When we chose to move to Puerto Escondido for the year, we thought the transition would be simple. After all, our family had lived in Puerto for four months the winter before, so we had already gone through the tough stuff, right? Wrong.

The first two months in Puerto was an emotional marathon for our family. The girls fought daily about going to school. The new language, new place, and new people was a lot to digest all at once. Arjan and I had carefully considered this school and it was the main reason that we had moved to Puerto. But, those early days had us questioning our choice.
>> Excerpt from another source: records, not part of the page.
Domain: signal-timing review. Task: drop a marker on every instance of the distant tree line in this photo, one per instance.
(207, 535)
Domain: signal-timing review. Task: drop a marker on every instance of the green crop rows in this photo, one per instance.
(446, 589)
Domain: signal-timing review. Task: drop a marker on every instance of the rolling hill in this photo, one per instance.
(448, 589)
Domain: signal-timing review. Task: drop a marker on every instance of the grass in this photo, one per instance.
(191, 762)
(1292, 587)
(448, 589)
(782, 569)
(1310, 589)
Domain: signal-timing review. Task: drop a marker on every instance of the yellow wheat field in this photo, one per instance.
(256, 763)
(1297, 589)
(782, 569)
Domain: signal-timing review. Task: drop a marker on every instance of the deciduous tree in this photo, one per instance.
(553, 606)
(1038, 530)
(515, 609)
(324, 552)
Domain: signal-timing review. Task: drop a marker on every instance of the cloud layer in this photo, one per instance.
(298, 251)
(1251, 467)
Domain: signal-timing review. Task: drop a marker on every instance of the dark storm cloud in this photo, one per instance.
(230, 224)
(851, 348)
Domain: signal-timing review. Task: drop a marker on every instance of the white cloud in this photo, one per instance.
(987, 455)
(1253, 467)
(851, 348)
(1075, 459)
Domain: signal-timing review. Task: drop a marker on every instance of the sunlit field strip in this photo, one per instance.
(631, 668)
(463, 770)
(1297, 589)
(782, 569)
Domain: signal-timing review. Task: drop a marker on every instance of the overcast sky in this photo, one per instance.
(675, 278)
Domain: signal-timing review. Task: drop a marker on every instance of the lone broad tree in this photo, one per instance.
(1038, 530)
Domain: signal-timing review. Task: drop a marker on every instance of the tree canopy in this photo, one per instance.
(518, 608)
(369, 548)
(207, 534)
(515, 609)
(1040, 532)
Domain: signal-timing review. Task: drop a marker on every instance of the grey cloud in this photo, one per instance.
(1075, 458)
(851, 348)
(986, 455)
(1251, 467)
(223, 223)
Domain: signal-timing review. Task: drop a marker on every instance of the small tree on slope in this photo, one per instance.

The instinct to leave and to return to our comfortable, familiar life was strong.

The Instinct to Rescue

When well-intended family and friends from home encouraged us to change to an English school, these whispers pushed doubt into our minds. Weren’t we here, so that our kids could learn Spanish and be immersed in a new culture? Wasn’t that the whole point? As humans, we’re tribal creatures who crave the support and acceptance of our community. As soon as you do things differently, (like move to Mexico, for example), it’s more challenging to find that support and acceptance.  Our automatic response when we see others struggling, is to “fix” the situation. It’s so unbearable for us to witness emotional struggles, that we want to make them go away. The intention is to help. But, just like the caterpillar who needs time to build its cocoon, change to a butterfly, then push its way out into the world...there is purpose in the discomfort. We need to feel the uncomfortable feelings, to grow, to learn, to evolve.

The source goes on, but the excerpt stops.